De son côté, Mathieu Beauregard, qui travaille au Couche-Tard du Boulevard Lacroix, un des trois dépanneurs de Saint-Georges qui sont ouverts 24 heures sur 24, c’est moins rocambolesque, naturellement, car très différent. Mathieu, lui, c’est aux gens qui veulent absolument des boissons alcoolisées après 23 heures qu’il a affaire quand il travaille de nuit.

La loi québécoise actuelle ne permet pas à un détenteur de permis d’alcool dit d’épicerie de vendre des boissons alcoolisées après 23 heures -  jusqu’à 8 heures du matin.

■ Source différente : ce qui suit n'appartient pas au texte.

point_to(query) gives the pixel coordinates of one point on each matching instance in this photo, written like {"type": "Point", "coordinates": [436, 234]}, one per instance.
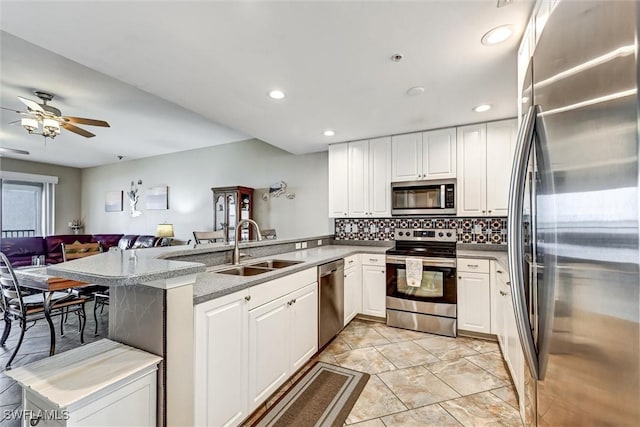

Mais à 11 heures du soir, il y a parfois des gens qui ont encore soif et qui sont prêts à payer le gros prix pour acheter de l’alcool. Saint-Georges n’étant pas une grosse ville, Mathieu n’a pas vécu de drame épouvantable face à des gens décidés à enfreindre la loi. Ce qui lui est arrivé de « pire », c’est qu’on lui a offert de garder la monnaie d’un billet de 100 dollars pour acheter une caisse de bière qui en coûtait 30.

On obstine parfois assez fort, devant le comptoir, pour avoir de la boisson passé 23 heures, mais les amendes salées, autant pour le propriétaire du dépanneur que pour l’employé qui enfreindrait la loi, découragent toute tentation de délit, aussi lucrative soit-elle. 

Outre les possibles délits d’alcool, c’est au niveau des billets de loterie que Mathieu rencontre parfois un certain challenge. On n’est pas content de n’avoir peut-être pas pris la bonne combinaison de chiffres, on veut recommencer, on y tient, bon. Et même si la machine n’accepte pas le choix du parieur, on croit que la machine ment… Et on s’en prend verbalement à l’employé qu’on a devant soi. Mais Mathieu, qui a 18 ans et qui ne travaille au dépanneur que depuis quelques mois, ne se laisse ni conter fleurette ni embobiner dans la machine des autres… il aime son travail et il le fait bien.

Entre les deux dépanneurs, Accommodation 120 et le Couche-Tard (Boulevard Lacroix-Irving), il n’y a qu’une courte distance, mais quand on franchit la porte de l’un ou de l’autre, on entre dans deux mondes qui, alors qu’ils sont à la fois complètement différents, sont aussi semblables de par leur vocation; le dépannage.